Written by Rachel Kleinman, former Toddler Guide
“To assist a child, we must provide him with an environment which will enable him to develop freely.” – Dr. Maria Montessori
A question commonly asked by Montessori parents is, “How can we implement what you’re teaching in the classroom at home?”
While at school, your child has been busy learning practical life skills for both taking care of herself and her environment. The toddler Montessori environment at school is specifically designed to foster independent learning and exploration for your young child. However, there are many ways you can easily create a Montessori-friendly toddler environment at home.

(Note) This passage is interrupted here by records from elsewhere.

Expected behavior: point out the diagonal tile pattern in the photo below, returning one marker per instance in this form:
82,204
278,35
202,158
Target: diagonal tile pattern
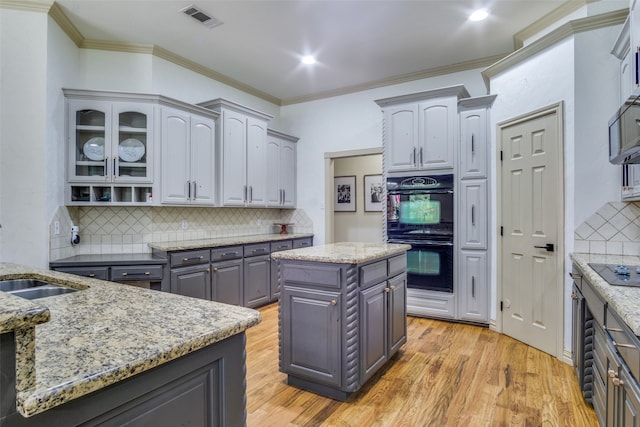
125,229
614,229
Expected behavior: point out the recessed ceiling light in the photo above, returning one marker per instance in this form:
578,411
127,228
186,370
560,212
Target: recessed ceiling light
479,15
308,60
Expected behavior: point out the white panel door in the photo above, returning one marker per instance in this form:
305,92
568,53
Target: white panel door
234,141
531,194
175,156
203,165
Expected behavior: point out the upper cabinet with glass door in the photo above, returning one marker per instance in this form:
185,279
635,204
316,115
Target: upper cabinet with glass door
110,141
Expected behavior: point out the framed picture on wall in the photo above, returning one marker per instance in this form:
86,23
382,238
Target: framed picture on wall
344,199
373,193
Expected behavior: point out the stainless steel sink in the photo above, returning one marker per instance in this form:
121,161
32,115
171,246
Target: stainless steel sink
33,289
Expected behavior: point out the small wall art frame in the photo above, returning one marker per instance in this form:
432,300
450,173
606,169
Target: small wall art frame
373,193
344,199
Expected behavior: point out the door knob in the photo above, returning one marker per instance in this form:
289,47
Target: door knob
549,247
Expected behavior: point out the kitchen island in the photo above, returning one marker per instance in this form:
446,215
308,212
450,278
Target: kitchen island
110,353
342,314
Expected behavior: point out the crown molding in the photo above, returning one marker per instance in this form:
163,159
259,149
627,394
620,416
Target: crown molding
28,5
569,29
549,19
433,72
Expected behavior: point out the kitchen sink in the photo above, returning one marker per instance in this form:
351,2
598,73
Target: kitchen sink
33,289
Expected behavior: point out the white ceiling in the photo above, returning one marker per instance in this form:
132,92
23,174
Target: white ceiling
357,42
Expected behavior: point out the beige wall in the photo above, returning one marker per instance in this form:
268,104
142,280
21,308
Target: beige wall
358,226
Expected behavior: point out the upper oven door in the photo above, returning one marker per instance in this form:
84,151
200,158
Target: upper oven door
419,211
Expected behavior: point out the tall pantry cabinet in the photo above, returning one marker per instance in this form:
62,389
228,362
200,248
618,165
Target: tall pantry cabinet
473,211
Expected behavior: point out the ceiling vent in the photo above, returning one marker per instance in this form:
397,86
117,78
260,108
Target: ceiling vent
201,16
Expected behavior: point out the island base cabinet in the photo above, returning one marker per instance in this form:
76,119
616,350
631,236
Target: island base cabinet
203,388
310,335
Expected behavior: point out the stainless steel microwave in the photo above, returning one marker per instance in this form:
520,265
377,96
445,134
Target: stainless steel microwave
624,133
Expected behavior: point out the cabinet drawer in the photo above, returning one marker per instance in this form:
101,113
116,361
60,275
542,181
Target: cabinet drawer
397,265
179,259
308,275
624,342
257,249
302,243
229,252
101,273
281,245
136,273
373,273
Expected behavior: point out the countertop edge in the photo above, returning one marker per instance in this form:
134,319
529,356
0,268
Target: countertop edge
620,299
223,241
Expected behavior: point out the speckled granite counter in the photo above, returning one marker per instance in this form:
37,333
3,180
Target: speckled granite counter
625,301
223,241
343,253
107,332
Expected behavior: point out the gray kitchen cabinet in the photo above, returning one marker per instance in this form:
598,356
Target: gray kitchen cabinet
280,245
257,275
226,281
473,289
420,130
312,353
194,281
473,214
242,164
227,274
281,170
188,158
354,318
110,148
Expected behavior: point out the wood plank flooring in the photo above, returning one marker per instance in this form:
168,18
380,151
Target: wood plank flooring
447,374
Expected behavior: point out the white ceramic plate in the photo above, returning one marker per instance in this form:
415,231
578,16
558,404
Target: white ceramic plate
94,149
131,150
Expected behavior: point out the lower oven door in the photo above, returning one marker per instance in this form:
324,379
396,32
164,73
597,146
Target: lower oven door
429,265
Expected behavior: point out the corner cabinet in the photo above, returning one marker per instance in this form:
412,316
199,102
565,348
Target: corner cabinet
354,317
420,130
111,142
281,170
472,291
242,136
188,158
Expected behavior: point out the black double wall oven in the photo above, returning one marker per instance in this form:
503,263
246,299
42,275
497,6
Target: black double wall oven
420,213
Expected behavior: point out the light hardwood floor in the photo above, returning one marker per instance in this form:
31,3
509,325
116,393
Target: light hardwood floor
447,374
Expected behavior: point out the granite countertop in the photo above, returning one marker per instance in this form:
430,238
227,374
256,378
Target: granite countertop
624,300
223,241
102,334
343,253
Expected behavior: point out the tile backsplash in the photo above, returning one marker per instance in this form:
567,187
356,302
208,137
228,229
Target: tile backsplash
614,230
105,230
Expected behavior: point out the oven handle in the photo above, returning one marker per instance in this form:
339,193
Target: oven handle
422,242
412,192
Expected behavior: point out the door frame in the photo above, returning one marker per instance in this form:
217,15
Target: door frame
329,159
556,109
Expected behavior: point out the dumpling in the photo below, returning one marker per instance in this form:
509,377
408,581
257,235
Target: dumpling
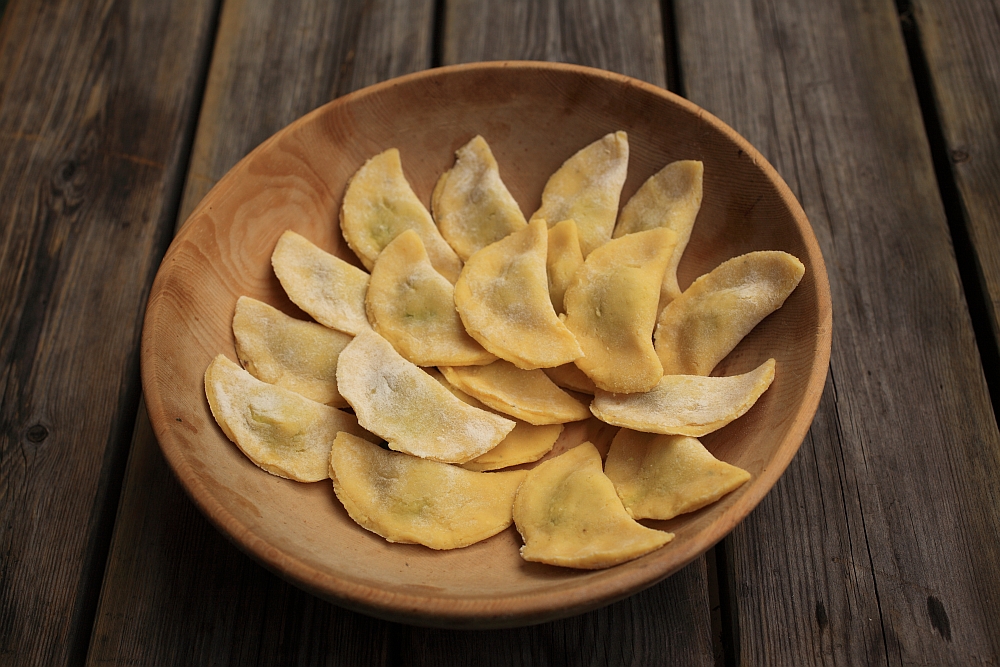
670,198
569,376
471,205
587,188
527,395
685,404
503,299
415,501
662,476
698,329
325,286
413,307
526,443
379,204
281,350
396,400
284,433
563,260
611,309
568,513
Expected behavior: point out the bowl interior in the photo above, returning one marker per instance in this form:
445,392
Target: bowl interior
534,116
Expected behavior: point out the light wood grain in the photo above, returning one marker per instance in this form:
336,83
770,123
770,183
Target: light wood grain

Maria Montessori often refers to the “prepared environment,” which simply means offering an area to the child that is intended to facilitate as much independence as possible. It is important that a toddler have opportunities to exert her “will” and accomplish self-care tasks independently. The child’s unspoken plea is, “Help me to help myself!” With a few simple modifications, the home environment can provide a sense of freedom, have order, and be beautiful.
Here are some ways to foster independence in the home:
- Create an organized space where your child can store personal items and maintain a sense of order. A great place to start is with a little basket by the front door where she can store her shoes when she comes into the house. You can also add a hook at her eye level where she can practice hanging up her backpack and coat.
- Allow time for your child to get ready on her own – allow her to practice putting shoes on and off, and also give time for her to put on her own coat.
- Have artwork at the child’s eye level to spark conversation and language development. This is also a fantastic opportunity to teach children to look with their eyes and hold hands behind their backs (a great lesson in self-control and care of the environment!).
- Provide a low tables and chair as a workplace that your child knows belongs to her. The expectations are that she puts materials away when finished working, focus on only one task at a time, and push in the chair when leaving.
- Provide real child-size utensils, tools, and glassware – we use these every day in the classroom, especially during snack time.
- Provide cleaning materials that are accessible to your child so she can pick up after herself. A few good tools are a small dustpan and broom, a table crumber, and a small spray bottle and washcloth to wipe the tables.
It is amazing what a toddler can accomplish when given the proper tools and a sense of independence! We simply need to help them to help themselves.
Parental Challenge: Choose one (or more!) of these ways to implement the Montessori Method in your home. Observe over time to see how your child responds to the change.